David R. Olson, L’univers de l’écrit, 1994, Retz, p. 304-312.

 



[1] Dont nous avons déjà publié un extrait ici.

[2] Olson propose ainsi, à la suite de J. Goody, une extension du concept d’écriture bien au-delà de la seule écriture logo-graphique : cartes, plans, listes, schémas, sont des manifestations de l’écriture en ce sens large de représentation graphique bi-dimensionnelle, et en cela d’une rationalité ou d’une « raison graphique » (c’est le titre français de l’ouvrage majeur de J. Goody).

[3] Olson propose ainsi une définition intéressante de la notion de « sens littéral », fondée sur celle de valeur d’illocution : « une affirmation n'est considérée comme littérale que si l'auteur vise également à ce qu'on y perçoive ses conséquences logiques ».

[4] Olson reprend le concept d’illocution au philosophe américain J. L. Austin.

[5] Cela signifie en réalité que la forme écrite va devoir prendre en charge, autant que possible, l’expression de la valeur d’illocution, notamment par des inventions syntaxiques – propositions relatives, subordonnées, etc. – et lexicales – verbes d’intention.

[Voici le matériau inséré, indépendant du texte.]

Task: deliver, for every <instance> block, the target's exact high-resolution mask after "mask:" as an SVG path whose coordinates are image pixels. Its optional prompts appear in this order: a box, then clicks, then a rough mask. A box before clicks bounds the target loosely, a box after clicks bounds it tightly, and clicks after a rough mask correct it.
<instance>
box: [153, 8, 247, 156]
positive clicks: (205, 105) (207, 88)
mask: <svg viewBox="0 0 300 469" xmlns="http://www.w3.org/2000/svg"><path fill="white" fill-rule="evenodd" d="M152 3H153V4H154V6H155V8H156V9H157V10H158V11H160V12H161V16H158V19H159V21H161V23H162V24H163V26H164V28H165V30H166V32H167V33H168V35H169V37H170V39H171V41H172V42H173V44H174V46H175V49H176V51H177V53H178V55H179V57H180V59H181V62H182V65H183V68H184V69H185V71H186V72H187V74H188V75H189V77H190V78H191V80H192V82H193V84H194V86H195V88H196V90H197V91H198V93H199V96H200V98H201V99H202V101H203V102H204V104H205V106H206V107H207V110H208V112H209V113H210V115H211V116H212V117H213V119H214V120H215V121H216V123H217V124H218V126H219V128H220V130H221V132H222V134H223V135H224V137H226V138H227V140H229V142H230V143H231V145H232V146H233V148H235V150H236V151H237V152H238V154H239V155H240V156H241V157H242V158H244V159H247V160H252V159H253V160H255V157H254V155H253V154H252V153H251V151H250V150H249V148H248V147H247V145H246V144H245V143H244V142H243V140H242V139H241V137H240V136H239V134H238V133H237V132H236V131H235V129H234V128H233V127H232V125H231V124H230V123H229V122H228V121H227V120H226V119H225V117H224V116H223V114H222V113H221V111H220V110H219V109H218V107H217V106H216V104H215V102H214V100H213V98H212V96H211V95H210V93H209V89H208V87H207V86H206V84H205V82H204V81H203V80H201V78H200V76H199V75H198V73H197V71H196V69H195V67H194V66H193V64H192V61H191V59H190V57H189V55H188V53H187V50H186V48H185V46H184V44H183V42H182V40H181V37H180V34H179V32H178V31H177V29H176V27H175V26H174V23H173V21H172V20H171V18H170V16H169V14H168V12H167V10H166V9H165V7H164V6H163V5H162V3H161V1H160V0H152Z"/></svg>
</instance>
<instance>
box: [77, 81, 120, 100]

[6] C’est une formulation récurrente chez Olson : « l’écriture n’est pas la transcription de la parole, mais elle nous donne plutôt un modèle conceptuel pour cette parole », permettant d’en rendre conscientes les structures.

[7] La valeur d’illocution désigne « ce qui veut être dit », dans un acte de langage, par distinction d’avec « ce qui est dit ». Pour Olson, la caractéristique essentielle de l’écrit est de faire « perdre » la valeur d’illocution des énoncés, et la lecture est abordée par lui comme une reconstitution de la valeur d’illocution des textes écrits. C’est le problème du sens littéral.

[8] Ainsi pour Olson, « la science est une branche de la littérature », op. cit. p. 283.